President Jin Li: ADC Phase I clinical trials are different from traditional chemotherapy or targeted drugs. Phase I clinical trial design needs to consider drug characteristics. For ADC drugs, the dose-escalation trials and toxicity observations differ from previous chemotherapy and targeted drugs. Additionally, attention needs to be paid to the indications and clinical stages (first-line, second-line, third-line, etc.) of drug development. If the drug itself is effective and safe, how to develop it to maximize its efficacy and safety is a key consideration in clinical trial design. If the design is inadequate, it may result in suboptimal performance, akin to a student underperforming in an exam. Rigorous and reasonable clinical trial design can fully leverage the drug’s properties. Therefore, clinical trial development is crucial, and the process from animal experiments to large-scale clinical application, including determining cut-off values for biomarkers and quantitative pharmacology analysis, is indispensable.

#6 Oncology Frontier: How do you view the future application prospects of ADCs in oncology? What aspects of research and clinical practice need further improvement?

Executive President Chen Feng: The prospects for ADCs are very broad. As President Yang mentioned, we often say “everything can be conjugated,” reflecting the various possibilities of ADC drugs. ADCs can connect not only cytotoxic drugs but also RNA drugs, radiopharmaceuticals (radioactive elements), etc. Through linker optimization and technological iteration, drug toxicity can be continuously reduced, further enhancing the applicability of ADC drugs.

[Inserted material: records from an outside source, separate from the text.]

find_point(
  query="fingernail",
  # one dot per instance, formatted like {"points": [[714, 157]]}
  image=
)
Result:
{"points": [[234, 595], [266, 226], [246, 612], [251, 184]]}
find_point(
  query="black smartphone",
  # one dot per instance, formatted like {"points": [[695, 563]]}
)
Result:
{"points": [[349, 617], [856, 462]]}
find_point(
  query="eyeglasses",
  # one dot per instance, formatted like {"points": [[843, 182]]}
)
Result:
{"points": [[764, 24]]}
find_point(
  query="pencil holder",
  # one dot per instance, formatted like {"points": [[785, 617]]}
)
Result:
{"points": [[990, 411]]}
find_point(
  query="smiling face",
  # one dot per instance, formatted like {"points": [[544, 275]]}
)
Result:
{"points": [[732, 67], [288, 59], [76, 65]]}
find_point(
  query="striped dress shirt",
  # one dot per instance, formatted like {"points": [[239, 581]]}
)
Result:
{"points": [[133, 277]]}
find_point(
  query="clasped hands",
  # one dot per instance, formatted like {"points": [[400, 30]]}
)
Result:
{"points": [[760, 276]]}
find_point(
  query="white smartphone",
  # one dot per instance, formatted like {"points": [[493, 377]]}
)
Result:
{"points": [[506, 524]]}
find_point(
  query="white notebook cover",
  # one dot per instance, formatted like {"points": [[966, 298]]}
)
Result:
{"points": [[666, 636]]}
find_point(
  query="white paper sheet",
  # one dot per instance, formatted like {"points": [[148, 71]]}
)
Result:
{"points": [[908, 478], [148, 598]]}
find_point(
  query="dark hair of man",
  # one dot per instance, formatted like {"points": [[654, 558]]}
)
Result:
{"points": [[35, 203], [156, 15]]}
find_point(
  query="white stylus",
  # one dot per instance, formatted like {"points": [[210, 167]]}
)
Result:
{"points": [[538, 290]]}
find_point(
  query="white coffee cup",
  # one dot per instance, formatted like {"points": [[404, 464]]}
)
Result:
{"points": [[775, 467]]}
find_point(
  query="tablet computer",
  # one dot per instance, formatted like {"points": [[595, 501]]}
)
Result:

In most cases, cancer patients abandon treatment not due to a lack of drugs but because they cannot tolerate the side effects. Therefore, reducing toxicity brings more possibilities for patients and provides clinicians with more combination therapy options. We are very optimistic about the ADC field, and ADCs are one of the few areas where China leads internationally. We hope that ADC drugs can pave the way for Chinese innovative drugs to enter the global market, gaining better prospects.

President Yong Yang Dean of the School of Basic Medicine and Clinical Pharmacy, China Pharmaceutical University Director of the New Drug Safety Evaluation Research Center Professor (Second Level) and Doctoral Supervisor Recipient of the State Council Special Government Allowance

President Jin Li President of Shanghai Gaobo Oncology Hospital Affiliated to China Pharmaceutical University Lifetime Professor at Tongji University Oriental Hospital Chairman of the Asian Oncology Alliance (FACO) Chairman of the CSCO Foundation Chairman of the Oncology Clinical Research Committee of the China Pharmaceutical Innovation and Research Development Association Vice Chairman of the Oncology Expert Committee of the National Health Commission’s Capacity Building and Continuing Education Former President of the Chinese Society of Clinical Oncology (CSCO) Chairman of the Gastric Cancer Expert Committee of CSCO Deputy Editor of Cancer Science

Executive President Chen Feng Vice President/General Manager of Shanghai Region, Gaobo Medical Group Executive President of Shanghai Gaobo Oncology Hospital Affiliated to China Pharmaceutical University Graduated from Peking Union Medical College (eight-year clinical medicine program) in 2009, joined the founding team of Beijing Tsinghua Changgung Hospital affiliated with Tsinghua University, engaged in hospital construction and management, and pursued further studies in hospital management in Taiwan Changgung Hospital three times. Subsequently held management positions at Tsinghua University Medical Center, Ocean Health Medical Management Co., Ltd., and Capital Medical Group. Joined Gaobo Medical Group in 2017, serving as Vice President, responsible for hospital operations management in Shanghai and Guangdong regions.